HepCInfo Updates

HepCInfo Update 8.15  

Welcome to CATIE's HepCInfo Update 8.15 for July 8 to July 21, 2017. Read on to learn more about new and updated scientific findings in hepatitis C prevention, care, treatment and support.

New and noteworthy

FDA approves a new DAA combination for hepatitis C re-treatment

On July 18th, the U.S. Food and Drug Administration (FDA) approved Vosevi, a direct-acting antiviral (DAA) combination for people previously treated but not cured from hepatitis C treatment.

Vosevi includes three DAAs: sofosbuvir, an NS5B polymerase inhibitor, velpatasvir, an NS5A inhibitor and voxilaprevir, a protease inhibitor. These medications are combined into one tablet that is taken once per day for 12 weeks. Vosevi fills an unmet need for people who have been previously treated but not cured. This group can be harder to cure because the hepatitis C virus they have may have developed resistance to one or more classes of DAAs, which can reduce the effectiveness of treatment.

In a late-stage trial of Vosevi in 263 people with genotypes 1 to 6 virus who had previously been treated with an NS5A inhibitor, 96% of participants were cured.

Vosevi was generally safe and well tolerated in clinical trials. The most common side effects were headache, fatigue, diarrhea and nausea.

Vosevi is approved for people with or without compensated cirrhosis but is not approved for people with severe decompensated cirrhosis. Vosevi is not currently approved in Canada. (HIVandhepatitis.com, July 2017)

Sofosbuvir and ribavirin cures youth with genotype 2 or 3 hepatitis C virus

Sofosbuvir and ribavirin cured almost all youth with genotype 2 or 3 virus, reported researchers at the Pediatric Academic Societies meeting in San Francisco, U.S.

New hepatitis C treatments have not been extensively tested in children and youth and until recently, interferon-based treatments were the standard of care for this group.

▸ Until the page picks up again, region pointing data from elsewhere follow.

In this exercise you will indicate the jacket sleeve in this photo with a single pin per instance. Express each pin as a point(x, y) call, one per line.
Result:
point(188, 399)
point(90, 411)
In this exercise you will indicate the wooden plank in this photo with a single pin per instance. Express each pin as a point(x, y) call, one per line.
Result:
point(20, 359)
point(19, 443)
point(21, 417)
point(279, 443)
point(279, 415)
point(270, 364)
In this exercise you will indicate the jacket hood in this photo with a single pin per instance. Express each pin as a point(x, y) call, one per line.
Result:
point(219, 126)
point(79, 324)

The study included 50 youth from the U.S., U.K., Europe, Russia, Australia and New Zealand. Participants with genotype 2 virus took sofosbuvir and ribavirin for 12 weeks and participants with genotype 3 virus took the combination for 24 weeks.

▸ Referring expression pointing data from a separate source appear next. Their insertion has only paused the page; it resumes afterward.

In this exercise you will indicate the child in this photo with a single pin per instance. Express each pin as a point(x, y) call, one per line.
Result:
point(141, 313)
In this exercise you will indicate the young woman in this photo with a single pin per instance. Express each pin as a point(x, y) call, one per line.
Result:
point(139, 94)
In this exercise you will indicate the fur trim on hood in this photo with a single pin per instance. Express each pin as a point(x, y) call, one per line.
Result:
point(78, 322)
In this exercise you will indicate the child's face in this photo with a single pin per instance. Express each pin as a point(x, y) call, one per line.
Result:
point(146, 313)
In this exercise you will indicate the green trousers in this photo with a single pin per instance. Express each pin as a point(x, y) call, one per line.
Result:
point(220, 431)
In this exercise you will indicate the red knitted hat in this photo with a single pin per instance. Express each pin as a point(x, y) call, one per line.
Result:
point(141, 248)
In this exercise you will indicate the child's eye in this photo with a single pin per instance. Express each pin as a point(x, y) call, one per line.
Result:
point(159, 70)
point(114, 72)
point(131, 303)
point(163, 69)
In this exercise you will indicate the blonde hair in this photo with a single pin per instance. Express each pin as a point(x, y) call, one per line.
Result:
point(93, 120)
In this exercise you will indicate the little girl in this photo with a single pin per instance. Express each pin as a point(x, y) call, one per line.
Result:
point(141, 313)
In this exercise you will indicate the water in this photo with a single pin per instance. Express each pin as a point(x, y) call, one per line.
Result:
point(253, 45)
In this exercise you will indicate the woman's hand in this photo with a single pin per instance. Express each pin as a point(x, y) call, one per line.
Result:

None of the participants with genotype 2 virus had been previously treatment but 24% of the participants with genotype 3 virus had been previously treated.

The cure rates for participants with genotype 2 virus was 100%. The cure rate for participants with genotype 3 virus was 97%. The most common side effects were headache and nausea.

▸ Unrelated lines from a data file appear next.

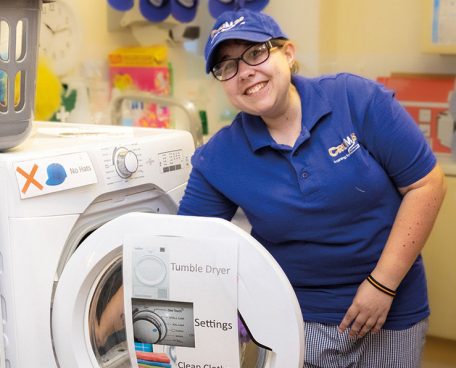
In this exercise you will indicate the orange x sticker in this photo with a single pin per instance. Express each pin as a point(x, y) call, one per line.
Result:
point(30, 178)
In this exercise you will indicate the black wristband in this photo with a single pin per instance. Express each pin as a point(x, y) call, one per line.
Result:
point(381, 287)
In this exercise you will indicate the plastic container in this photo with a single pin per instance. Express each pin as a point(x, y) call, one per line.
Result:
point(19, 32)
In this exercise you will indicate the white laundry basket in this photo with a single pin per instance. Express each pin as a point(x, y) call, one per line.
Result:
point(19, 31)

According to the researchers, "sofosbuvir plus ribavirin represents an important treatment option for adolescents with chronic HCV genotype 2 or 3 infection.” (HIVandhepatitis.com, May 2017)

Being cured of hepatitis C reduces the risk of non-liver related diseases

The risks of having several non-liver related complications related to hepatitis C are reduced after a person is cured of hepatitis C, reported researchers in the journal Gut.

This was a retrospective study of data from patients in the U.S. Veterans Affairs HCV Clinical Case Registry. Each person had tested positive for hepatitis C RNA between 1999 and 2009. People who received hepatitis C treatment took interferon-based therapy.

The study population comprised 161,000 HCV RNA-positive people, of whom 31,000 received treatment and 10,500 were cured.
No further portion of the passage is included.